The conservation program will focus on several animals throughout a large area. In Africa, the European Union will protect rhinos, elephants, and great apes. In the Caribbean and the Pacific, marine turtles will be the subject of conservation efforts. The greatest threat to these creatures is posed by humans. Criminal gangs of poachers are mainly responsible for the sharp decline and dangerous state that these populations see.
The growing demand for rhino horns in Asian medicine has pushed the species close to the brink of extinction. Though there have been no scientifically observed benefits of medicinal properties, poaching gangs have become more persistent as demand increases.
Elephant poaching for the ivory industry sees 25,000-35,000 elephants killed annually. Some poachers fly in helicopters to spot their pray before shooting at whole herds from the air. Others have poisoned entire water holes, killing elephants as well as a wide range of species that depend on the water.

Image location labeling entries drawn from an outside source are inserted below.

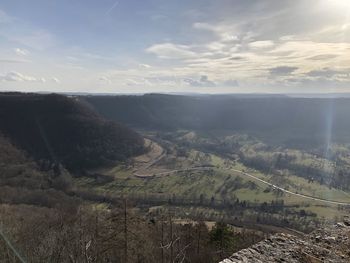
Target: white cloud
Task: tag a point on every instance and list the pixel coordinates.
(171, 51)
(262, 44)
(5, 18)
(56, 80)
(16, 76)
(104, 80)
(144, 66)
(21, 52)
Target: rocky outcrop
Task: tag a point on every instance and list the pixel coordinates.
(329, 244)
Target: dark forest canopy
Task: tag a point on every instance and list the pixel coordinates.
(279, 118)
(65, 130)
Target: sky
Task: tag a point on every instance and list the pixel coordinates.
(203, 46)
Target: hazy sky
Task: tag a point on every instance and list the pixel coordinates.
(175, 46)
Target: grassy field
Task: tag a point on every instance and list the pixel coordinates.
(219, 183)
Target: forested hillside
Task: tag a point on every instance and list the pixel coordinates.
(293, 121)
(65, 130)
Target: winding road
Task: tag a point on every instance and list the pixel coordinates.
(248, 175)
(289, 192)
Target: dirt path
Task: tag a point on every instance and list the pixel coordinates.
(289, 192)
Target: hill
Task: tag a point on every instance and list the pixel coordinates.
(65, 130)
(291, 121)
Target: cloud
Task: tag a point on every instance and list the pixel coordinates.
(202, 82)
(104, 80)
(38, 39)
(56, 80)
(13, 61)
(144, 66)
(282, 70)
(230, 83)
(112, 7)
(14, 76)
(5, 18)
(329, 73)
(21, 52)
(171, 51)
(263, 44)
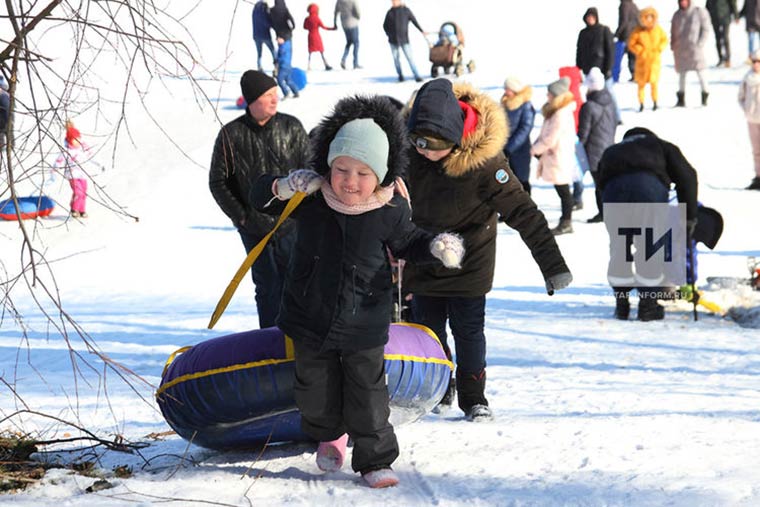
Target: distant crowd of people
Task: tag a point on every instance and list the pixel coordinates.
(427, 183)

Great apes are taken from the wild as babies and sold into the exotic pet trade for tens of thousands of dollars. Due to the protective nature of these intelligent primates, entire families must be slaughtered in order to obtain a single young ape.
Marine turtles and their eggs are considered a delicacy food, and their shells are used in jewelry and medicine. Some species have seen a 95% decline since their abundance only fifty years ago.
Immediate and aggressive changes are needed in order to save these species from extinction. Without action, many of these animals have only ten to twenty more years before meeting a permanent end. Thank the European Union for their efforts to conserve these species for future generations.
Dear European Commissioner for Development Andris Piebalgs,
Recently, the European Union implemented a conservation program aimed at some of the world’s most urgently endangered animals. The program will monitor populations as well as lend aid to law enforcement to deter poachers and form an emergency network to respond to urgent conservation issues.
The program, focusing on great apes, rhinos, elephants, and sea turtles, will help to prevent further detriment to endangered species populations. The majority of population decline in these species is due to illegal slaughter by criminal organizations and poachers, and are all vulnerable to extinction. Thank you for your efforts to end the illegal slaughter of endangered species.